(di Anthony Brown) – Il barbaro massacro a colpi di machete di un soldato a Woolwich ad opera di un nigeriano recentemente convertito all’Islam, riporta alla mente l’uccisione mediatizzata del dittatore libico Muhammar Gheddafi. Come per le innumerevoli scene che si sono ripetute durante la Rivoluzione francese, le decapitazioni attuate da questi terroristi e guerriglieri nascondono un duplice messaggio: rendere di dominio pubblico la sofferenza e l’umiliazione della vittima; attribuire alla decollazione una funzione esemplare e dissuasiva, poiché essa si rivolge a un pubblico che si vuole terrorizzare.
Alcuni combattenti mostrano le loro armi alle telecamere e usano un vocabolario bellicoso in televisione nell’intento di intimidire l’avversario, ma le scene più cruente sono quelle raccolte con un telefono cellulare e pubblicate sui social networks diventando, così, un’arma alternativa a quella tradizionale offerta dalla copertura mediatica.
In questo modo la spettacolarizzazione della violenza non è necessariamente rappresentativa della opposizione al governo siriano ma è sicuramente un aspetto deleterio della guerra civile.
Raccapricciante, e non certo positivo per la dissidenza, il video che riprendeva un ribelle siriano leader della brigata Farouk
In Iraq, ci sono stato numerosi “Abu Sakkars” in entrambe le sette e la guerra civile fra il 2006 e il 2007 ha prodotto un gran numero di scene altrettanto scioccanti. L’allora leader di al-Qaeda Abu Musab al-Zarqawi ha ucciso le persone con le proprie mani e queste scene venivano pubblicate con l’intento di riaffermare la propria leadership nella propria organizzazione.

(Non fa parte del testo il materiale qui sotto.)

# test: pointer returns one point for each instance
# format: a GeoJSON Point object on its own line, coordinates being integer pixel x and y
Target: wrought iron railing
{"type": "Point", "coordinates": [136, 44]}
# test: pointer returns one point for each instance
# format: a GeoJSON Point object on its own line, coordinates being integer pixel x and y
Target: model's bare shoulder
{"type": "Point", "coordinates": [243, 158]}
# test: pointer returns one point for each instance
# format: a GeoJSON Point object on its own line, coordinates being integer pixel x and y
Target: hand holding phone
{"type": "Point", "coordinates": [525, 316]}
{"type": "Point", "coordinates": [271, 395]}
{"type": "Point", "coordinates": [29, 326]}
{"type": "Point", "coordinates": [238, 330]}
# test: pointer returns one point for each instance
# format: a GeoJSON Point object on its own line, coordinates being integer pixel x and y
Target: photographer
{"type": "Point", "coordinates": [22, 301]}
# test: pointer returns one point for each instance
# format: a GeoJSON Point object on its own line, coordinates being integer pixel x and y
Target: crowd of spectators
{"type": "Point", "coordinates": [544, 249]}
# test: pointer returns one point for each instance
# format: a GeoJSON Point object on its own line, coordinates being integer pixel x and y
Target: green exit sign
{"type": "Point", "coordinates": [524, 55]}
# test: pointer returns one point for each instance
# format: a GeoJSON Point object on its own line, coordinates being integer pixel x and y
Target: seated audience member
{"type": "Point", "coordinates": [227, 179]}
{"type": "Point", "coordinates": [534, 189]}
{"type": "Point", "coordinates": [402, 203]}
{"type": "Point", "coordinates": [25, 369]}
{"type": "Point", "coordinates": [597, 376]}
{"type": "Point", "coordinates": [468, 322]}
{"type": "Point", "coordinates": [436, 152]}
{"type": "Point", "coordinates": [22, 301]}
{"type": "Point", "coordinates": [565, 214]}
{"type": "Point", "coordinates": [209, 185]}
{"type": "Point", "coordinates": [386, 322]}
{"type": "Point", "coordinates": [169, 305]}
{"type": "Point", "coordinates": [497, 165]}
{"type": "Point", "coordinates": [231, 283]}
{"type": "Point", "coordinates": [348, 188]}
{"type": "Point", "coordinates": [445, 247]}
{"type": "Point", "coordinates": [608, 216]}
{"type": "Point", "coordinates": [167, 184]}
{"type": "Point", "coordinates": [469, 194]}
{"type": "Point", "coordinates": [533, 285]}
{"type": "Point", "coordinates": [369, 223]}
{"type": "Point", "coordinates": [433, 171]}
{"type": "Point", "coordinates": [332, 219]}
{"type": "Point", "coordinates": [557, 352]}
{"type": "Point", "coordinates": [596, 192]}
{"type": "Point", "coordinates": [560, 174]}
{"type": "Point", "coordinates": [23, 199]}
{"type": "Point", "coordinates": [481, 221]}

A un certo punto della storia abbiamo sperato che le decollazioni fossero diventate degli arcaismi, ma esse sono ritornate prepotentemente alla ribalta anche nel nuovo secolo.
Le modalità sono ancor più criminali (dal taglio netto con la spada o la scure, si è passati oggi all’utilizzo di coltelli, che aumentano la sofferenza della vittima). Ma il significato è rimasto lo stesso: attraverso la decapitazione si distrugge la natura umana della vittima e ciò che rappresenta, evidenziando pubblicamente la radice dell’odio.